The sexist actions of some male athletes, and the culture surrounding those behaviors, aren't limited to just misogynistic comments. 

A female former track and field athlete at the University of Nebraska at Lincoln sued the university in April, saying she was abused by a Nebraska athlete and that when she reported the domestic violence, she was harassed and discriminated against by the athletic department. A former Kent State University softball player is suing officials there after she said she was raped by a baseball player and the athletic department colluded with the accused student’s mother, who was also the woman's softball coach, to cover up the case. A number of victims at the center of the sexual assault scandal involving Baylor University football players were female athletes.

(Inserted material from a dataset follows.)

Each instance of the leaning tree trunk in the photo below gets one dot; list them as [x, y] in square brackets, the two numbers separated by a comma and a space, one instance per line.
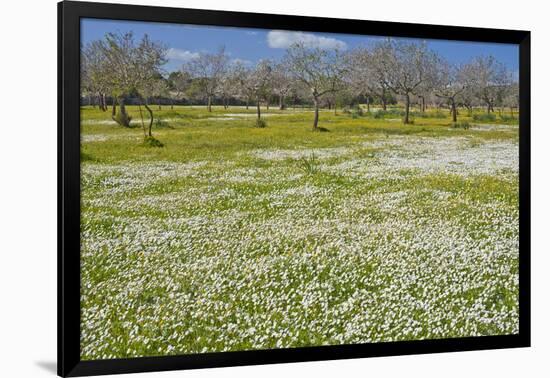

“Harvard is just another example of objectification of women by men, specifically male athletes who ironically should respect and support their female counterparts,” Nicole LaVoi, associate director of the of the Tucker Center, said. “The Harvard men's soccer team is part of a system of sport in which male privilege, and perhaps rape culture and men's athletics' role in creating and sustaining it, is brought to light. What is shocking is that these young men are assumed to be the smartest, best, well-behaved men in our most esteemed colleges. If they have acted like this, then what are all the other men doing?”

Part of the problem, the researchers said, is that while colleges and athletes discuss men’s and women’s sports as though they are part of one family, women are often not treated equally by college athletic departments.

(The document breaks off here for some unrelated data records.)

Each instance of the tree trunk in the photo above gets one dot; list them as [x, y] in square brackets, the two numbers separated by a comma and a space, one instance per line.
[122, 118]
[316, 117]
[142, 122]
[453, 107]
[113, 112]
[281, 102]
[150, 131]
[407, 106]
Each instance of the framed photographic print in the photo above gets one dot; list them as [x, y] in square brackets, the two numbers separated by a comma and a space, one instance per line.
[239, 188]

While Title IX has helped give female athletes more opportunities, with the number of female college athletes soaring 500 percent since 1972, college sports have still not achieved equity. According to the National Collegiate Athletic Association, women receive 44 percent of athletic participation opportunities. Female athletes at Football Bowl Subdivision institutions, on average, receive about 28 percent of the total money spent on athletics and 42 percent of athletic scholarship funds. Female athletes receive 31 percent of an average FBS institution’s recruiting dollars.

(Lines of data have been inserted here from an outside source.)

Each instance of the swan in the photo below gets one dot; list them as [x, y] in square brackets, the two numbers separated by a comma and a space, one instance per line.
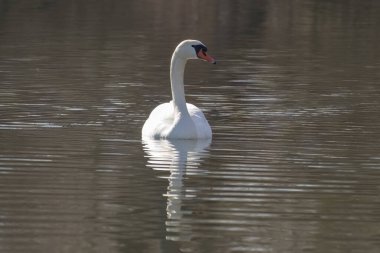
[178, 119]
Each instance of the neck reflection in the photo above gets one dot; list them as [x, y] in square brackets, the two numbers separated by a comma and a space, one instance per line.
[179, 158]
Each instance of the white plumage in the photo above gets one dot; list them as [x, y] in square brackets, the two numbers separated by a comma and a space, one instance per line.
[178, 119]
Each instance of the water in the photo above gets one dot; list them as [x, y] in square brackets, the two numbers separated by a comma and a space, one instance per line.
[293, 103]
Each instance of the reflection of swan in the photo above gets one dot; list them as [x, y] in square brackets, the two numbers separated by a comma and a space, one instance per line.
[177, 156]
[178, 119]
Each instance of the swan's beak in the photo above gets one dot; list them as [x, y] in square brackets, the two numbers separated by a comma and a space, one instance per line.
[206, 57]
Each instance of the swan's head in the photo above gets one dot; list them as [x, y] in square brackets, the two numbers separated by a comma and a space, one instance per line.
[193, 49]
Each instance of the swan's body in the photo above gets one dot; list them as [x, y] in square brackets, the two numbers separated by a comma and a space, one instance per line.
[178, 119]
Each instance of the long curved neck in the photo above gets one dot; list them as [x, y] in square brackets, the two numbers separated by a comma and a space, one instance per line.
[177, 70]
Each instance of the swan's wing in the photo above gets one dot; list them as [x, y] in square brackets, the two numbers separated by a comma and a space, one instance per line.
[159, 120]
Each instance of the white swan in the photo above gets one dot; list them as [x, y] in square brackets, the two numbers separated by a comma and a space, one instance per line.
[178, 119]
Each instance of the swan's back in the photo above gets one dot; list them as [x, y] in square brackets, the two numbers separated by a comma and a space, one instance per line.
[163, 123]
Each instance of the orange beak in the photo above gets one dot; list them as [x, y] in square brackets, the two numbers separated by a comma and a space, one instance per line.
[206, 57]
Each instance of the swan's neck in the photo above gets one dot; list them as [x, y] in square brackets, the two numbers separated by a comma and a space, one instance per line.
[177, 70]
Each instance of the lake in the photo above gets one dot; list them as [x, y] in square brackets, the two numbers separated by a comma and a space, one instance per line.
[293, 102]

At the same time, women account for more than half the students at NCAA institutions.

In the last four decades, the percentage of women’s teams being coached by women has fallen from 90 percent to 40. Sixty percent of women's teams are now coached by men. About 3 percent of men's teams are coached by women. The decline in women's share of coaching jobs has slowed in recent years, though not reversed. From 1996 to 2013, according to the NCAA, the number of women coaching women's teams dropped from 43 percent to 40. In the same time period, the proportion of female assistant coaches in Division I women’s basketball fell from 79 percent to 65. About 7 percent of athletic directors are women.

Newhall said the lack of respect for female athletes and coaches extends beyond team and career opportunities, pointing at the way female athletes, such as renowned swimmer and nine-time world champion Katie Ledecky, were treated during this summer’s Olympic games.

“You see it with how much media coverage men’s sports get,” Newhall said. “We saw it all summer with Katie Ledecky. She was called the ‘female Michael Phelps.’ You can be this good, but you’re still going to get compared to men, and that comparison is itself a sign of inferiority. There seems be an underlying assumption of inferiority, and that’s what was revealed in this incident at Harvard.”